The Bankruptcy and Insolvency Act now provides that certain unpaid pension plan claims rank ahead of a lender’s security in bankruptcy or receivership proceedings. Effective July 7, 2008, sections 81.5 and 81.6 give super-priority status to:
- amounts that were deducted from the employee’s remuneration for payment to the pension fund,
- amounts that were required to be paid by the employer to the pension fund under a defined contribution provision, and
- "normal cost" amounts that were required to be paid by the employer to a defined benefit pension fund.
These unpaid amounts owing by an employer to a pension fund are now secured by all of the assets of the employer. The new priority status does not apply to "special payments" required to be made by an employer to a defined benefit pension fund to reduce unfunded liabilities and solvency deficiencies.
What does this mean to lenders?
If a debtor is bankrupt or in receivership, the unpaid pension plan contributions referred to above will be paid before secured lenders can collect amounts owed to them. This will reduce the amount available for lenders.
How can lenders protect themselves?
Lenders should monitor their debtors’ pension plan contributions to confirm that the amounts listed above are paid when due and, where applicable, include any arrears of these amounts in their margining calculations. One way to monitor these contributions in Ontario is for the lender to obtain from its debtor a completed Form 7: Summary of Contributions / Revised Summary of Contributions each time the debtor is required to file the Form 7 under Ontario Pension Benefits Act. Form 7 is only available for Ontario-registered pension plans. However, other provinces may have similar forms that could be obtained by lenders to accomplish the same goal. References to Form 7 in this article should be interpreted to include such other applicable forms.

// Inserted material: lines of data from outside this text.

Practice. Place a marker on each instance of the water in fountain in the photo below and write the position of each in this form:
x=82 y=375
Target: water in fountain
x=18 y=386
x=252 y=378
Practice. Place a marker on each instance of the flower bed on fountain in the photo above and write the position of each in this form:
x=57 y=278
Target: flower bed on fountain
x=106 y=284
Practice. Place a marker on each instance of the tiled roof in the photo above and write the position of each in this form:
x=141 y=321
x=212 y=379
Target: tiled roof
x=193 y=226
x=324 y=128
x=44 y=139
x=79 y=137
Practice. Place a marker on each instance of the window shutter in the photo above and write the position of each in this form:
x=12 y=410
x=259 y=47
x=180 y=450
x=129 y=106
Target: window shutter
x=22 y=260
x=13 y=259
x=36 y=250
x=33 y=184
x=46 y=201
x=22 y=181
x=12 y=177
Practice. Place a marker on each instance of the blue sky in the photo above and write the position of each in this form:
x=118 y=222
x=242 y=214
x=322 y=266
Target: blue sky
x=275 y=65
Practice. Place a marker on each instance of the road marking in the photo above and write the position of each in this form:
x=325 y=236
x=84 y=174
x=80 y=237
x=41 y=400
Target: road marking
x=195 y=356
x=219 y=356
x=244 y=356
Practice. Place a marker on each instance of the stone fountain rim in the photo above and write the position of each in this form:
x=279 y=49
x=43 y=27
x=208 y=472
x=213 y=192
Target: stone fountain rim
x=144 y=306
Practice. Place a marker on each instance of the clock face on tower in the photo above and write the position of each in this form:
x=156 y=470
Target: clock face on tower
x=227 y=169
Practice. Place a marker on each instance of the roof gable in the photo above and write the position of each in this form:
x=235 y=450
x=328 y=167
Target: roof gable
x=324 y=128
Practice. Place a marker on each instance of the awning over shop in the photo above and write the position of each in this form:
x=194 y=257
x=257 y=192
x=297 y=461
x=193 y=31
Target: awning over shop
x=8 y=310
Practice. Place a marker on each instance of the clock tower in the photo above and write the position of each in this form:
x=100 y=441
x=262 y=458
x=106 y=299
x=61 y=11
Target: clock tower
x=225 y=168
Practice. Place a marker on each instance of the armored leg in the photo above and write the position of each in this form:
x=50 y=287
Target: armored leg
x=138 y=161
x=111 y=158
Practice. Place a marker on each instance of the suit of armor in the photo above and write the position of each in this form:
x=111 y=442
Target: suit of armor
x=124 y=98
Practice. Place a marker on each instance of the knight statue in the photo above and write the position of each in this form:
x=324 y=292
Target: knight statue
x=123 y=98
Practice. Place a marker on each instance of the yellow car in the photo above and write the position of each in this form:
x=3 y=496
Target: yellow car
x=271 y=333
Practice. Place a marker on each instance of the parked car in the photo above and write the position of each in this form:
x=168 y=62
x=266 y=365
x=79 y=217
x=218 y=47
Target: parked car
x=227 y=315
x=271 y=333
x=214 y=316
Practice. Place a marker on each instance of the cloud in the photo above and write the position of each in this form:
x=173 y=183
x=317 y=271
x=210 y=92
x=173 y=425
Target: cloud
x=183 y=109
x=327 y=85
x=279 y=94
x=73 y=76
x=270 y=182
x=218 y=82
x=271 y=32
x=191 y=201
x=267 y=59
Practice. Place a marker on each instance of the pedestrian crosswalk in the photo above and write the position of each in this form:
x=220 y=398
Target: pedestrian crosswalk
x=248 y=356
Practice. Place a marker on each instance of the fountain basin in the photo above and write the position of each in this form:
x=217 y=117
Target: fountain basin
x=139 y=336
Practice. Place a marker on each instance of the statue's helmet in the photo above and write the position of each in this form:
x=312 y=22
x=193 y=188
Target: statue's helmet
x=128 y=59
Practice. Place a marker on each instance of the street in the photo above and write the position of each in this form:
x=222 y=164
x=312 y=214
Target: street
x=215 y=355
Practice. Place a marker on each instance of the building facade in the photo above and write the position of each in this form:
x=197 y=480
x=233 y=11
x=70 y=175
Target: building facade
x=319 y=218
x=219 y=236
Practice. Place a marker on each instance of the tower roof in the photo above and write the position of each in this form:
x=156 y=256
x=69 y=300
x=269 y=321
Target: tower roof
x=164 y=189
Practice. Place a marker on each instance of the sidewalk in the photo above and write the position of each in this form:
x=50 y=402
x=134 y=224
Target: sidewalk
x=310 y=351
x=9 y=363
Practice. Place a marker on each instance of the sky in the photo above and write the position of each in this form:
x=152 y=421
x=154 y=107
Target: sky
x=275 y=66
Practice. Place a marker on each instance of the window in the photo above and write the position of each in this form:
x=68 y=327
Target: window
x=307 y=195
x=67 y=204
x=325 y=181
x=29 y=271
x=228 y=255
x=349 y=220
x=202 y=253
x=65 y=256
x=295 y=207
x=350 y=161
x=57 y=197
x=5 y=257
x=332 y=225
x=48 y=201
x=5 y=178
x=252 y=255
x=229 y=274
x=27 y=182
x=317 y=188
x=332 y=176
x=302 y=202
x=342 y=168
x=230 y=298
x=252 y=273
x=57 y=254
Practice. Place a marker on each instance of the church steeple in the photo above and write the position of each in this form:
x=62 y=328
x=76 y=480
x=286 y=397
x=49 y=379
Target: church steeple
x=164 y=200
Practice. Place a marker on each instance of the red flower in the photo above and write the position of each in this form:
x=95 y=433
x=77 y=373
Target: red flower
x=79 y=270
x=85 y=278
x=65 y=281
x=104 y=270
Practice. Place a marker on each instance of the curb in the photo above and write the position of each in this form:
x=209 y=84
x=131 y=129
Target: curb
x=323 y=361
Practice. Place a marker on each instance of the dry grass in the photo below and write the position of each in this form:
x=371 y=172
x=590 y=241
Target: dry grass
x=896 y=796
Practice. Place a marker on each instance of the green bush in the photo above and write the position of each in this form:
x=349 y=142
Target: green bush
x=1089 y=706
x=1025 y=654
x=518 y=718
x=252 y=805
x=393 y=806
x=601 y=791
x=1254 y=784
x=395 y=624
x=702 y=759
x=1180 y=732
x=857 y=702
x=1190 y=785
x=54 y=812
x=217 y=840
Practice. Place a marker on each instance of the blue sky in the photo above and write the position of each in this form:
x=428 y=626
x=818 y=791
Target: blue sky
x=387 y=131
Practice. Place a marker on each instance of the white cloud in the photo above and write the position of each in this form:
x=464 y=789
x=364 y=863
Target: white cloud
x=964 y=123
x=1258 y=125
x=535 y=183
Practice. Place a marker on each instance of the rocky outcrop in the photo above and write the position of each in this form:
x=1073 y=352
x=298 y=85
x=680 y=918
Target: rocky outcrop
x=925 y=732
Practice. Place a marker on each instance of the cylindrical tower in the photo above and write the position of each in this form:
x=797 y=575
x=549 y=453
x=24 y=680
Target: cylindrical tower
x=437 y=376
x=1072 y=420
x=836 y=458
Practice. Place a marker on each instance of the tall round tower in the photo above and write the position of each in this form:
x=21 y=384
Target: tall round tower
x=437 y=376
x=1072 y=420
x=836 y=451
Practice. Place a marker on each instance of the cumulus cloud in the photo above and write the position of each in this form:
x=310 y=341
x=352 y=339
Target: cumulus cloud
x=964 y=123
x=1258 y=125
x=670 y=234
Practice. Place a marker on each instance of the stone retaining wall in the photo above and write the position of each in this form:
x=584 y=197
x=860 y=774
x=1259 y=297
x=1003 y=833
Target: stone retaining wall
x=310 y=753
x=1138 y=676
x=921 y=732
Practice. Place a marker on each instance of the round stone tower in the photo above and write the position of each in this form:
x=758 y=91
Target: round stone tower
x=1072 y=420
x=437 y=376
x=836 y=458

Administrators of Ontario-registered pension plans are required to submit Form 7 to the applicable pension fund holder, usually a trustee or an insurance company, each fiscal year and whenever there is a material change to the required contribution levels. The form shows reasonable estimates of employee and employer contributions required to be remitted to the pension fund holder during each fiscal plan year. Estimated employer contributions include normal cost contributions to a defined benefit plan and special payments to reduce going concern unfunded liabilities and/or solvency deficiencies. However, as mentioned above, only "normal cost" contributions, employee contributions and defined contribution plan employer contributions are subject to the super-priority.
Recognizing the specific funding information that Form 7 requires pension plan administrators to disclose can be of significant assistance to lenders. In their loan agreements, lenders can stipulate that the debtor provide a copy of its completed Form 7 to the lender whenever it is required to be submitted to the plan fund holder. In appropriate circumstances lenders could go further by requiring the debtor to remit periodic confirmation from the pension fund holder that the fund holder has in fact received the amounts shown on the most recent Form 7. In jurisdictions where the type of disclosure provided by Form 7 is not required, lenders could require their debtors to disclose such information and provide periodic payment confirmations from the pension fund holder.